Sunday, March 27, 2005

Iraqi resistance begins to crack after elections

The Iraqi resistance has peaked and is 'turning in on itself', according to recent intelligence reports from Baghdad received by Middle Eastern intelligence agencies.
The reports are the most optimistic for several months and reflect analysts' sense that recent elections in Iraq marked a 'quantum shift'. They will boost the government in the run-up to the expected general election in May.

Though the reports predict that violence against coalition troops and local forces is likely to continue for the foreseeable future, at least two Middle Eastern intelligence agencies believe that recent 'backchannel' initiatives aimed at persuading Sunni Muslim tribes in western Iraq to cease their resistance are meeting with some success.

The talks are aimed at driving a wedge between so-called Iraqi nationalist elements of the resistance and radical Islamic militants.

'We know there is a considerable degree of animosity between the various groups that comprise the resistance and that is an opportunity for us,' said one security source.

One foreign intelligence report cites a recent incident in which members of the al-Dulaimi tribe, previously known for their antagonism to the coalition and the new government in Iraq, shot dead a number of Islamic militants from outside Iraq, whom they believed responsible for killing a senior al-Dulaimi sheikh.
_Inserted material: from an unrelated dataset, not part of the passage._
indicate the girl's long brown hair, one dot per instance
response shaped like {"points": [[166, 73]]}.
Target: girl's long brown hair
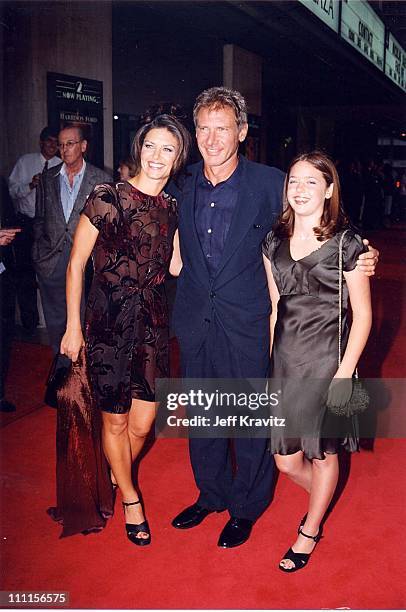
{"points": [[333, 218]]}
Although the sheikh was a senior police official and thus a 'collaborator', tribal elders felt that his death had to be avenged. The killings show tribal allegiances will triumph over any supposed 'international jihad', the report said.

The number of attacks on coalition forces has fallen since the election in January while strikes on the new Iraqi police forces and army have continued. Analysts say that this shows that locals - who favoured international targets - are abandoning violent tactics for the moment while the 'jihadis' - previously responsible for most of the attacks on locals - are still active.
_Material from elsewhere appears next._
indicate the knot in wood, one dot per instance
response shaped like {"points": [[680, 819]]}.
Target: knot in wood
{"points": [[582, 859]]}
Last week militants killed 15 Iraqi soldiers, assassinated a senior commander and murdered five women in an ambush.

Intelligence officials believe that ordinary Iraqis are increasingly turning against the militants.

Last week shopkeepers and residents killed three hooded men who began shooting at passers-by in Baghdad's southern Doura neighbourhood. Hours before the gunfight gunmen in the same quarter, which is ethnically mixed, killed a policeman as he drove to work, police said.

According to Iraqi authorities, townsmen in Wihda, 25 miles south of Baghdad, killed seven of a group of militants thought to be planning a raid in the town earlier this month.

However violence in Iraq is still expected to continue for the long-term. The reports were unanimous that, even in a decade, some kind of continuing low-level insurgency is likely. They also agreed that criminal violence, the major threat to most Iraqis, was likely to remain at 'current very high levels'.